One can hardly consider the commonplace items in Septimus’ apartment as a
unique collection; however, despite their banal nature, the Smiths placed them
in their apartment in accordance with their free will. Sadly, Septimus commits
suicide when his physician, Dr. Holmes, arrives to take him to the psychiatric
hospital. Before that tragic event, Septimus enjoyed a brief reprieve from his
illness because of the effect created by the objects in his apartment.
Although
he does not suffer to the same extent as Septimus, Mrs. Dalloway’s rejected
suitor Peter Walsh also relies on his personal belongings to establish a sense
of familiarity amidst a sterile sense of social solitude. After his failed
marriage proposal to Clarissa Dalloway, Walsh escaped the embarrassing, failed
proposal by traveling to India to become a planter. Sadly, he fails at this endeavor
as well and returns to England in hopes of reuniting with old friends. However,
Mrs. Dalloway, as does the rest of London’s social elite, wants nothing to do
with him. When he attends the Dalloway’s party, he instantly knows it is a
mistake. “He should have stayed at home and read his book,” thinks Walsh,
“Should have gone to a music hall; he should have stayed at home, for he knew
no one”[7].
He awkwardly rides out the social tension until he is afforded to opportunity
to quietly leave the part later that night.
Unlike
Septimus, Walsh does not have a place he calls “home” because of his recent
return from India. Instead, he lives in a hotel. While sitting in the hotel’s
lobby, Walsh reflects, “Hotels are not consoling places. Far from it. Any
number of people had hung up their hats on those pegs. Even the flies, if you
think about it, had settled on other people’s noses”[8].
Like Joyce’s mariner, Walsh’s transports his valuables in his pocket as a
result of his transient nature.
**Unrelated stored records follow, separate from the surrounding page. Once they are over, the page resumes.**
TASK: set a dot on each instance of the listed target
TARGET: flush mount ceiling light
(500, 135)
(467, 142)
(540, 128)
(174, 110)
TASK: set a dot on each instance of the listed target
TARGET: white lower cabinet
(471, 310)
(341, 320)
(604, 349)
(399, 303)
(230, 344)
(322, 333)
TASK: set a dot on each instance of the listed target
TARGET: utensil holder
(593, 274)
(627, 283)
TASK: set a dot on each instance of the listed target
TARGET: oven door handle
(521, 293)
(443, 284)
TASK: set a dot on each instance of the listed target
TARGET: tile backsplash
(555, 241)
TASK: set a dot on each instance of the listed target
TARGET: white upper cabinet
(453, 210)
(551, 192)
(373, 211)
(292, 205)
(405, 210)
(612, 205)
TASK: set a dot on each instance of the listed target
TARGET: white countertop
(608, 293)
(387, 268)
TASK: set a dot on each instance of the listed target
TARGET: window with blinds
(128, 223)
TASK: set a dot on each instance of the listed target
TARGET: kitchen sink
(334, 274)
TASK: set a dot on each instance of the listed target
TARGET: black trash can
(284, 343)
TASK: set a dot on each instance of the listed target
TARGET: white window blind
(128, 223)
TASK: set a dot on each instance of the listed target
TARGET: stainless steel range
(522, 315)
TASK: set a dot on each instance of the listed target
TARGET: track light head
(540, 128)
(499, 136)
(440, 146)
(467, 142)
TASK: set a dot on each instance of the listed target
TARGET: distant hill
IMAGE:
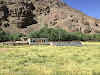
(25, 16)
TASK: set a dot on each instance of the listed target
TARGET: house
(38, 41)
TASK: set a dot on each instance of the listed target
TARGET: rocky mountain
(24, 16)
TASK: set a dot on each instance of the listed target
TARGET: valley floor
(50, 60)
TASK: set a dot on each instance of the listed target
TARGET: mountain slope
(25, 16)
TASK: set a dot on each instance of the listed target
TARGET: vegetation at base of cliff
(52, 34)
(56, 34)
(50, 60)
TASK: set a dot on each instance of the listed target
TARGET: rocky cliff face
(25, 16)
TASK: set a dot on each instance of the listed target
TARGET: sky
(89, 7)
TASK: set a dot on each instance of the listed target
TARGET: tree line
(53, 34)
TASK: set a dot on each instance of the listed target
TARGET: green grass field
(50, 60)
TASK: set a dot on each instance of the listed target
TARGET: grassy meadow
(50, 60)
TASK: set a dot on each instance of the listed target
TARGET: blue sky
(89, 7)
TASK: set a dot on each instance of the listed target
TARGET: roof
(39, 38)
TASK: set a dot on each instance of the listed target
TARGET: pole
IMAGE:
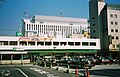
(11, 58)
(22, 59)
(1, 58)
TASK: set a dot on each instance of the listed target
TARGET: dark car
(81, 63)
(5, 74)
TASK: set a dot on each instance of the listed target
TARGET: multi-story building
(105, 24)
(59, 27)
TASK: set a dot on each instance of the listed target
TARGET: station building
(54, 26)
(105, 25)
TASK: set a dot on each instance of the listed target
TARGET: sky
(12, 11)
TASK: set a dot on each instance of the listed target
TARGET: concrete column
(11, 58)
(22, 59)
(1, 59)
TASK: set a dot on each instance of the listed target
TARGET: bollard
(76, 71)
(68, 70)
(44, 64)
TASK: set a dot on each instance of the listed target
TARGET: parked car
(5, 74)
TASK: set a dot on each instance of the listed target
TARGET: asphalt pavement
(33, 71)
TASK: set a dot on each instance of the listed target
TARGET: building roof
(113, 6)
(58, 18)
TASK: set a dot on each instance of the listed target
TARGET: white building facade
(105, 24)
(53, 26)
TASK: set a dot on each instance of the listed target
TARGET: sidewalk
(71, 71)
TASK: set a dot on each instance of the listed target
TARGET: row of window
(24, 43)
(115, 46)
(112, 30)
(114, 23)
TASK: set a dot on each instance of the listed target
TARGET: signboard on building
(18, 34)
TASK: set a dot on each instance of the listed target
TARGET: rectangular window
(111, 15)
(116, 23)
(111, 22)
(77, 43)
(117, 46)
(55, 43)
(84, 43)
(48, 43)
(31, 43)
(116, 30)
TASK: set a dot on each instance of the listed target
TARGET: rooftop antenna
(61, 14)
(28, 16)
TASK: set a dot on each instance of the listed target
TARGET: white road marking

Accordingly, his two most valued possessions
are a pocketknife, which he opens and closes whenever he is nervous, and
photograph of Daisy- a women twenty years his junior who is going to leave her
husband and marry Walsh. Walsh relies on Daisy’s photograph to suppress his
undying love for Clarissa. While looking photo of the attractive Daisy sitting
on a veranda, Walsh thinks to himself, “Of course, of course, she would give
him everything!...Everything he wanted!...Running to meet him whoever might be
looking”[9].
One can also say that Walsh relies on Daisy’s picture to help him forget the
fact that he has failed at everything he attempted to accomplish in life.
Woolf
introduces the paradoxical notion that other people are capable of making us
feel just as lonely as if we were stranded on a deserted island. She goes on to
claim that since we are incapable of understanding ourselves, it is impossible
for us to truly understand another person. In other words, those whom we
consider family and friends are really just strangers who we pretend to
understand. Of note, the reader notices Woolf’s characters seeking refuge in
personal space in the same manner of Joyce’s cast. Clearly, this bond
identifies a prevalent human reaction.
Yes, Woolf seems to collapse the distinction between the alienation from others in modern urban life -- the fact that we're "strangers" to millions of others -- and the claim, common in fiction written from romantic era onward, that we can never fully know the heart/mind of another. That might be "conservative" from a Marxist point of view. Alternatively, one can say that her characters's self-understanding is so thoroughly determined by alienation & reification that they feel unable to communicate meaningfully with anyone, even family. As you notice, however, objects seem to operate in a peculiar way as anchors for subjectivity -- a way that doesn't exactly square with Marxist assumptions about commodities & their function. I'd recommend taking a look at Bill Brown's 1999 article "The Secret Life of Things" and then perhaps at the subsequent book(s).